Informations générales
  • Né le 19 mars 1845 à Aubazines (Corrèze - France)
  • Décédé le 8 février 1893 à La guerche (Sarthe - France)

Mandats à l'Assemblée nationale ou à la Chambre des députés

Régime politique
Troisième République - Chambre des députés
Législature
IVe législature
Mandat
Du 18 octobre 1885 au 14 octobre 1889
Département
Corrèze

Biographies

Député de 1885 à 1889, né à Aubazines (Corrèze), le 19 mars 1845, avocat, notaire à Tulle de 1878 à 1885, maire de sa ville natale et conseiller général, il prit part, comme capitaine des mobilisés de la Corrèze, à la guerre franco-allemande.

M. Brugeilles avait été lauréat du concours de droit de Toulouse en 1865, et avait obtenu une médaille d'or de la chambre des notaires de Bordeaux en 1870.

Candidat républicain radical aux élections législatives d'octobre 1885, il fut élu au second tour, le 5e et dernier de la liste, par 23,456 voix (58,252 votants, 88,737 inscrits).
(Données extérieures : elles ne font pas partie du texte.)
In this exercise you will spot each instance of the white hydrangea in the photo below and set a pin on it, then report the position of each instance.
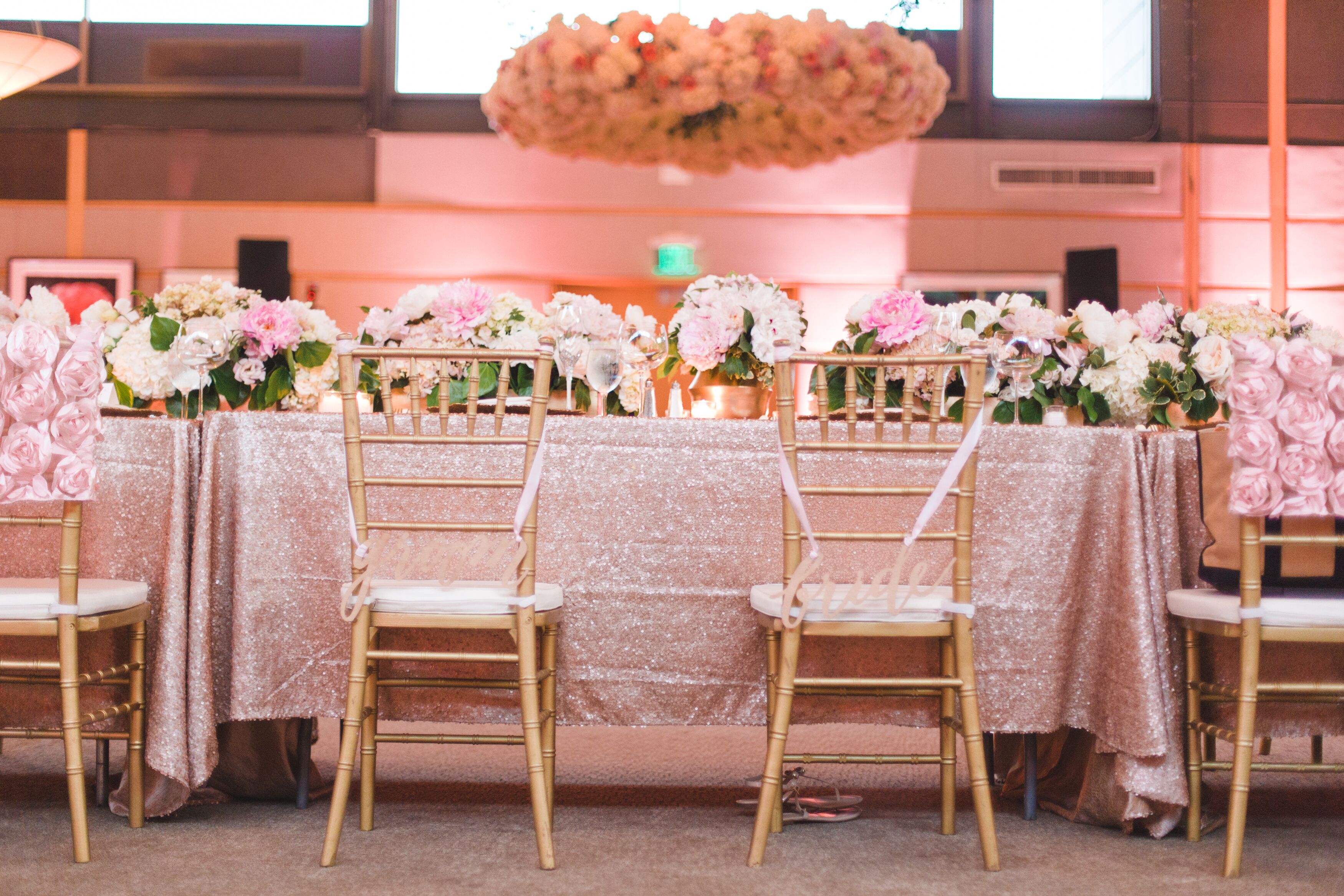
(45, 308)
Il siégea à la gauche radicale, et vota notamment avec ce groupe :

- 27 novembre 1887, contre le maintien de l'ambassade du Vatican;
- 2 décembre, pour l'amendement Colfavru, portant suppression des sous-préfets;
- 19 novembre 1887, pour la discussion immédiate de l'interpellation Clemenceau (chute du ministère Rouvier);
- 31 mars 1888, pour l'urgence de la proposition de révision (chute du ministère Tirard), etc.
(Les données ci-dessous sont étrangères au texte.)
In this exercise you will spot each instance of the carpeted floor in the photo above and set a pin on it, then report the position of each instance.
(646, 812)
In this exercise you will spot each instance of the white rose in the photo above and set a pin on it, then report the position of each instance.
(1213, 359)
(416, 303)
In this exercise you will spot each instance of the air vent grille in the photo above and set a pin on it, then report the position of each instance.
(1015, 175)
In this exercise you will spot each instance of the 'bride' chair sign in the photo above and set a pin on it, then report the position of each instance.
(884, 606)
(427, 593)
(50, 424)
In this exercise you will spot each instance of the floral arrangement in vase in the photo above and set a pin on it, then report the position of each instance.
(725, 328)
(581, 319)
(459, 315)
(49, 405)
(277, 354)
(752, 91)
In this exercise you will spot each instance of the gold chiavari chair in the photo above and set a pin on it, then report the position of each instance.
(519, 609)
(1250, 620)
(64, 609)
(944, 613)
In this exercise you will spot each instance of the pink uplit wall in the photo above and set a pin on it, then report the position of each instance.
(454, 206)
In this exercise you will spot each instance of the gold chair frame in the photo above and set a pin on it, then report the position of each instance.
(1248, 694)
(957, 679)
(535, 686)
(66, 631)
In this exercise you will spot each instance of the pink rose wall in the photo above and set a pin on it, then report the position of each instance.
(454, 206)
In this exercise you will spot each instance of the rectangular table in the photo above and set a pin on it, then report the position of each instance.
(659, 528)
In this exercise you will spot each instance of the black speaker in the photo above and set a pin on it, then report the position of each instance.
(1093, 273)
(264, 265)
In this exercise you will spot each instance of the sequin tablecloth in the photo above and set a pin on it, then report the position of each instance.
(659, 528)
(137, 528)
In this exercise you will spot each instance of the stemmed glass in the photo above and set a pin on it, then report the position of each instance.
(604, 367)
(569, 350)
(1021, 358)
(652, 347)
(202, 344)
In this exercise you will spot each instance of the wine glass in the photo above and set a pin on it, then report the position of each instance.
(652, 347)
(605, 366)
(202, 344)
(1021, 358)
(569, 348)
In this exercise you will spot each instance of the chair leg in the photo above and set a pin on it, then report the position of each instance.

Au début de la campagne politique menée par le général Boulanger, M. Brugeilles adhéra à ce mouvement et fut compte pendant quelque temps parmi les députés « bougistes ». Mais, depuis lors, il a rompu avec le parti du général et a repris sa place dans les rangs de la gauche radicale. M. Brugeilles a voté, dans la dernière session :

- pour le rétablissement du scrutin uninominal (11 février 1889),
- contre l'ajournement indéfini de la révision de La Constitution (14 février),

s'est abstenu (14 mars) sur les poursuites contre trois députés, membres de la Ligue des patriotes, et s'est prononcé:

- contre le projet de loi Lisbonne restrictif de la liberté de la presse (2 avril),
- et pour les poursuites contre le général Boulanger (4 avril).


Né le 19 mars 1845 à Aubazines (Corrèze), mort le 8 février 1893 à la Guerche (Sarthe).
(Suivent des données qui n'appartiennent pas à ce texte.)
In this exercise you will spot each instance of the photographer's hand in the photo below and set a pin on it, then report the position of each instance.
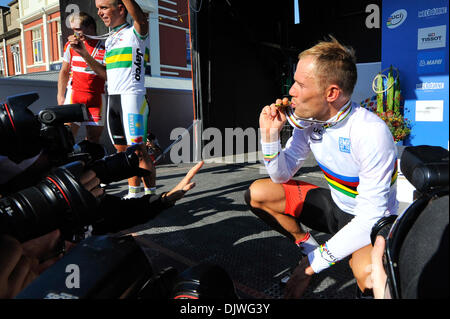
(183, 186)
(16, 269)
(92, 183)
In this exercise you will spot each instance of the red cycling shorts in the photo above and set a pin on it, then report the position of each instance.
(295, 192)
(95, 103)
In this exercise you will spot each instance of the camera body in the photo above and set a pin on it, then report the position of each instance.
(424, 221)
(58, 200)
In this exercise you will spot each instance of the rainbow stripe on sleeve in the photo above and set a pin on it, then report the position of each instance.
(348, 185)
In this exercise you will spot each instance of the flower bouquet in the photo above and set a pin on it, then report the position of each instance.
(387, 104)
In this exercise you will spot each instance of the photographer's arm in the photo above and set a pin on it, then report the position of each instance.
(63, 79)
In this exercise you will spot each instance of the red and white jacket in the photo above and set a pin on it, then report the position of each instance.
(83, 79)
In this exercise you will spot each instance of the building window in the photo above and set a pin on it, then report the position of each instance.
(37, 45)
(15, 49)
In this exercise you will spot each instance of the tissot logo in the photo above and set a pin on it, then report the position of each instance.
(430, 38)
(396, 19)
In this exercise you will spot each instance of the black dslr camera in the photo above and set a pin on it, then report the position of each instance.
(58, 200)
(416, 249)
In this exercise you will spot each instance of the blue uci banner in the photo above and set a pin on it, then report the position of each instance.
(415, 40)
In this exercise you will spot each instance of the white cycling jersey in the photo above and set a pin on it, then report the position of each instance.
(125, 59)
(359, 160)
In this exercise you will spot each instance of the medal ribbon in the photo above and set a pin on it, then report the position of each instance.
(302, 123)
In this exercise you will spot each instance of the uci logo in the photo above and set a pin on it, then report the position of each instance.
(396, 19)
Député de la Corrèze de 1885 à 1889. (Voir première partie de la biographie dans ROBERT ET COUGNY, Dictionnaire des Parlementaires, t. 1, p. 512).

Aux élections générales des 22 septembre et 6 octobre 1889, il n'arriva qu'en deuxième position au premier tour de scrutin avec 4.661 voix, contre 5.779 à M. Arnauld Dubois, et ne se représenta pas au second.

Il mourut trois ans plus tard à La Guerche (Sarthe) le 8 février 1893.